Full pass in production

jax79sg · June 15, 2021, 12:05pm

Hi. In what circumstances should be be performing full pass in production and in what scale? For example, do we need to perform a min/max based on past 10 hours of data, or can’t we do that based on the stats from the training set?

luigisaetta · June 16, 2021, 7:07am

Hi @jax79sg
Normally you do a full pass only on training data and then you use the “transformation” parameters captured during the training phase.
In production normally you process data a batch a time and the batch could be not so big, therefore, for example, min/max computed on the batch couldn’t be really significant.
The good things about TFX is that it captures all the info and then can applies to serving time.

jax79sg · June 19, 2021, 8:19am

Ok thanks. So essentially its wisest to use the ‘constants’ deriving in training set and apply these to production data.

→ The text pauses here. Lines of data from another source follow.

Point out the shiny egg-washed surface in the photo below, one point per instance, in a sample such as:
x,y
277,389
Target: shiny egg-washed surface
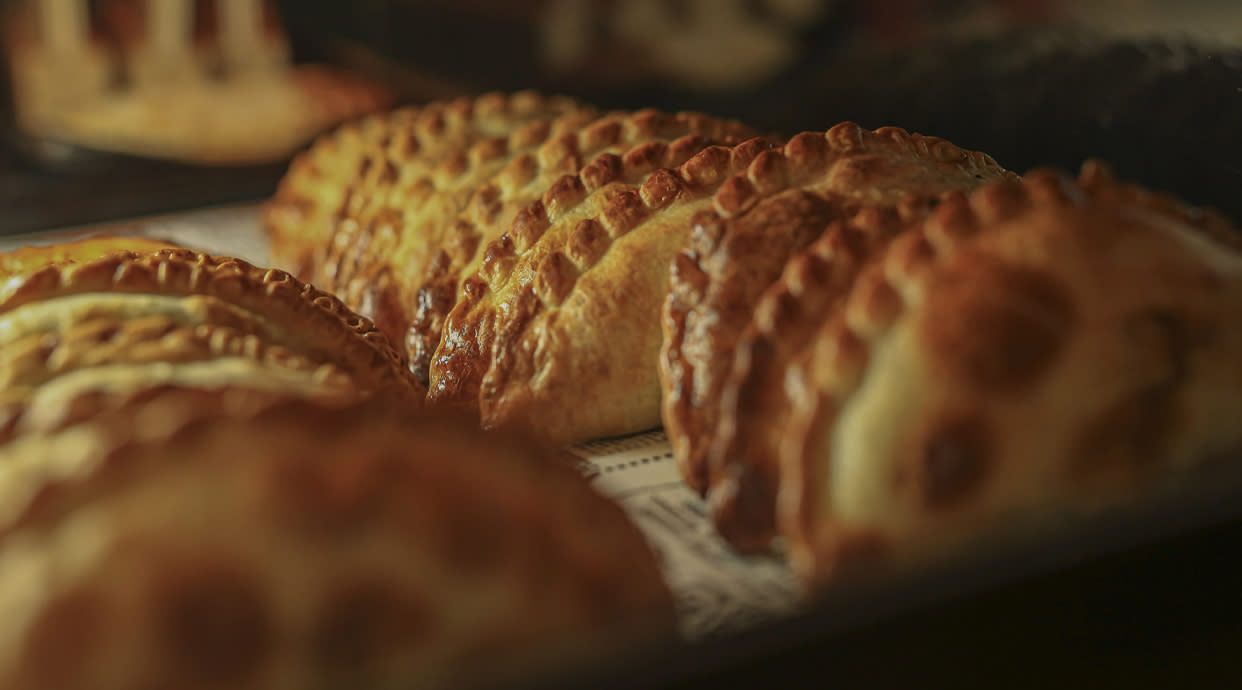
x,y
78,338
1032,350
383,161
738,251
226,539
29,259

luigisaetta · June 20, 2021, 7:41am

@jax79sg
Yes.
Basically, the training set is very often much bigger than serving batch, and therefore numbers used for normalization, to give an example, are much likely to be appropriate.
But, during serving time, we should monitor to identify that there is not a data drift. IN that case you need to investigate, eventually, confirm and then take appropriate action like redefine the transform steps and restrain the model.
Today this well-organized and monitored pipeline often is not implemented… this is why all the discussions we’re doing in this specialization are so important… there is the need for awareness around these subjects… then it takes time and effort to implement these approaches.

Happy learning